The tax plan very nearly failed on a procedural vote Thursday, before leadership corralled its wayward members back into line. Over the past 24 hours, they have cut deals that would redirect half a trillion dollars over the next 10 years, without so much as a single public hearing or one expert testimony.

But the failure of Obamacare repeal this summer has stuck with Senate Republicans. They seem to think they have no choice but to pass this tax bill, whatever its imperfections and whatever process it takes. Their voters demand it, they claim. Their donors certainly demand it, they will admit.

“I think that’s pretty much the end of the party,” Sen. Lindsey Graham (R-SC) told reporters Thursday when asked what would happen if Republicans failed to pass the bill.

So this time, they’re going to get away with it. Sen. Bob Corker (R-TN) is the only Republican expected to vote against the plan. He’s not worried about regular order so much; he opposes the projected $1 trillion the bill will add to the federal deficit.

Murkowski has been won over, in part, by the major non-tax provision in the bill, which would open up the Arctic National Wildlife Refuge to more oil and gas drilling.

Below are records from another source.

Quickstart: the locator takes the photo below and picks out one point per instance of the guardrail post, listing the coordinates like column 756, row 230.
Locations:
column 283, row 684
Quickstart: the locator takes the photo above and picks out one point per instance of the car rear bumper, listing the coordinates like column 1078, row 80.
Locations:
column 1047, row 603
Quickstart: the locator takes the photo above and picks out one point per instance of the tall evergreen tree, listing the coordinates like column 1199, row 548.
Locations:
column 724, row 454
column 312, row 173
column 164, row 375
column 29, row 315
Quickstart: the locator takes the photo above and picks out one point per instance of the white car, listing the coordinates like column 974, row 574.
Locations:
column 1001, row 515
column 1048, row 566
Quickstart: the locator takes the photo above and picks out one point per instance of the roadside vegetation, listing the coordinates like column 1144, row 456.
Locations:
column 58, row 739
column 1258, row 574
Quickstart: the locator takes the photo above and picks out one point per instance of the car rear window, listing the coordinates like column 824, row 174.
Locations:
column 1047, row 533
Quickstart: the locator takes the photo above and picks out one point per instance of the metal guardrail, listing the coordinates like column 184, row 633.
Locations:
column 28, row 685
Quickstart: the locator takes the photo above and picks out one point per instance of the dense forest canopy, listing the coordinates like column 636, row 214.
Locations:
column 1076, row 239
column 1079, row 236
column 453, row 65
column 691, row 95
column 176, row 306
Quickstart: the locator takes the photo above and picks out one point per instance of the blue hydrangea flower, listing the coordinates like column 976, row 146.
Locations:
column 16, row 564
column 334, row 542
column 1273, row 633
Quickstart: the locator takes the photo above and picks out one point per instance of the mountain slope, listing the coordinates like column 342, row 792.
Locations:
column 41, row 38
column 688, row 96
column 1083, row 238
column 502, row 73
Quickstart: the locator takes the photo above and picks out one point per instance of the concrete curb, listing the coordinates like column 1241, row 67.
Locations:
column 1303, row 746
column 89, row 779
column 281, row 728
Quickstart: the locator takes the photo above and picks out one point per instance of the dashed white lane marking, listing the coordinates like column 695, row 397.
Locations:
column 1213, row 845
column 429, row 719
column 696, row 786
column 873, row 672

McCain has praised the process that produced this bill as “regular order.” It’s true that the tax plan was marked up by two committees before it came to the Senate floor. But the bill that passed out of committee isn’t the one that the Senate will pass — and the changes that are being added didn’t come through the usual amendment process, but by backroom negotiations with defecting senators.

I asked Collins, the most moderate Republican senator, on Thursday what she thought about so many big changes being made in the final hours.

“It’s not the most elegant process,” she told me. “I would say that.”

To say the least. But she announced her support for the bill the next day.